O diesel deixou de ser intocável - e o grupo alemão aposta nisso com convicção. O caminhão 100% elétrico da Tesla acaba de mostrar que tem, sim, fôlego para conquistar espaço dentro de grandes operações logísticas.
Há pouco mais de um ano, o Tesla Semi já rodava em testes na DHL, enquanto Elon Musk anunciava, com seu habitual entusiasmo, que ele estaria disponível no ano seguinte - depois de uma industrialização que avançava a passos lentos. Agora estamos em 2025 e, desta vez, uma promessa do CEO da Tesla se confirmou de modo razoável: é justo reconhecer o óbvio - o Semi vai, enfim, para a estrada.
É verdade que o Tesla Semi ainda não foi recebido de braços abertos por centenas de companhias. Ainda assim, a DHL acaba de colocar oficialmente seu primeiro Semi para operar em sua rede logística nos Estados Unidos. Nada mal para um veículo que, por muito tempo, foi alvo de críticas de vários observadores, que questionavam sua utilidade no dia a dia. Vale lembrar: a DHL está entre as líderes globais em transporte e logística - existe lugar pior para um início de carreira.
Um gigante das estradas: robusto e econômico
A DHL não tomou essa decisão no impulso. O acordo com a Tesla veio somente após um programa-piloto prolongado em Livermore, na Califórnia. E os números finais do teste deixaram claro que a eficiência do Semi é real: em um percurso de cerca de 628 km, com 34 toneladas de peso total combinado (caminhão + carga), o consumo médio registrado foi de apenas 1,07 kWh/km, ou 107 kWh/100 km.

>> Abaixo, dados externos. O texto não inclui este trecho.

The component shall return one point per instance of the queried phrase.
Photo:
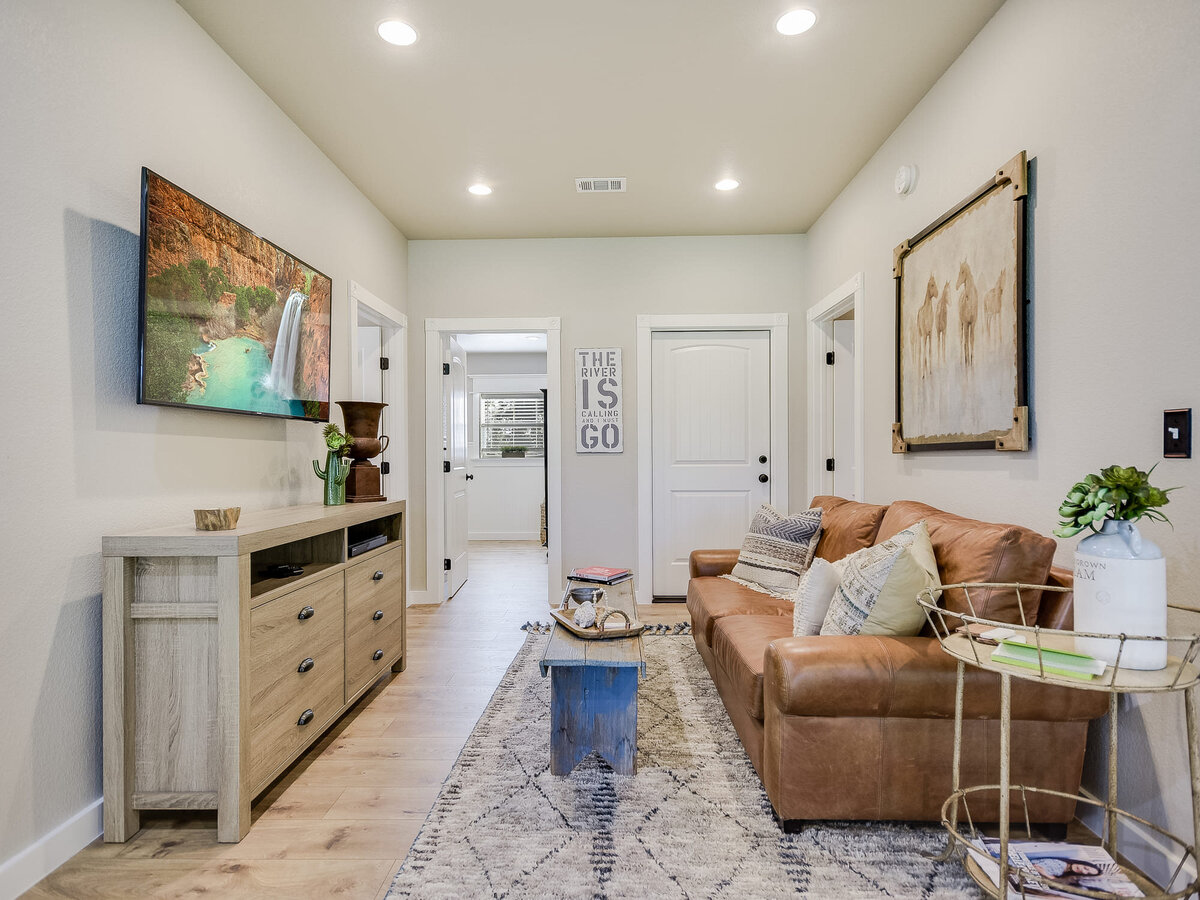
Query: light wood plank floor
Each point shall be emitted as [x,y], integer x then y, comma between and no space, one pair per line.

Consumo e meta original da Tesla (2017)
Para um caminhão dessa categoria, o resultado chama atenção - principalmente porque, em 2017, a Tesla havia se comprometido com o Semi “abaixo de 2 kWh por milha” (cerca de 1,24 kWh/km). Muita gente duvidou desses valores, mas a DHL acaba de demonstrar que não só é viável como o número foi superado com folga - e com a carreta carregada até o limite, ainda por cima.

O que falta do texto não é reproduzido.